2. **Depth and Variety of Content**: Students expressed a desire for more in-depth exploration of topics, including advanced projects, more case studies, and expanding on subjects like cancer treatments, immunotherapy, and practical clinical demonstrations. Incorporating more advanced and varied content could enrich the learning experience.

3. **Engagement and Interactivity**: Enhancing the course with more interactive elements, such as simulations, practical exercises, and engaging activities, was frequently mentioned. Suggestions also include incorporating more visual aids and multimedia presentations to better illustrate concepts.

4. **Assessment and Feedback Mechanisms**: There's feedback on aligning assessments more closely with course content, increasing the number of tries for final assessments, and improving the clarity and relevance of quiz questions. Incorporating a mid-term assessment and providing more mock tests were also suggested.

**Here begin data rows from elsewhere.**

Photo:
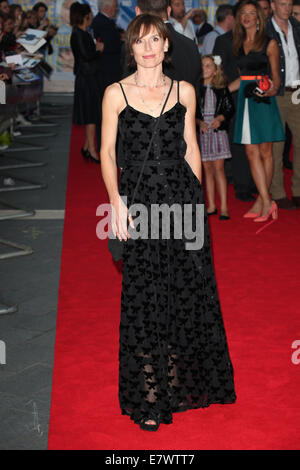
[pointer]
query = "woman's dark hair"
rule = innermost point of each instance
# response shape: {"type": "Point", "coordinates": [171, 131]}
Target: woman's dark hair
{"type": "Point", "coordinates": [39, 5]}
{"type": "Point", "coordinates": [239, 33]}
{"type": "Point", "coordinates": [140, 27]}
{"type": "Point", "coordinates": [13, 8]}
{"type": "Point", "coordinates": [77, 13]}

5. **Accessibility and Clarity**: Improving the clarity of video lectures, ensuring consistency in language across presentations, and making subtitles selectable for copying were mentioned. Adding subtitles in other languages could also help non-English speakers.

6. **Resource Availability**: Students would appreciate more comprehensive learning materials, including downloadable PDFs, additional study resources, and ongoing access to course content for future reference.

7. **Curriculum Expansion**: Expanding the curriculum to cover more topics and incorporating additional content on current and innovative treatments were suggested to broaden the learning experience.

Overall, while many students found the course satisfactory or even outstanding, these areas of improvement could enhance the educational quality and student engagement.

When I ran this for the example, the model happened to format the output in Markdown, so that's the way I'm displaying it above. This summary gives a pretty reasonable sense at a high level of what students said for this survey question. But if you're looking for more structured output (something you could use as categories in a bar graph, for example), then check out the example notebook on theme derivation, or the (much longer) notebook with the end-to-end example.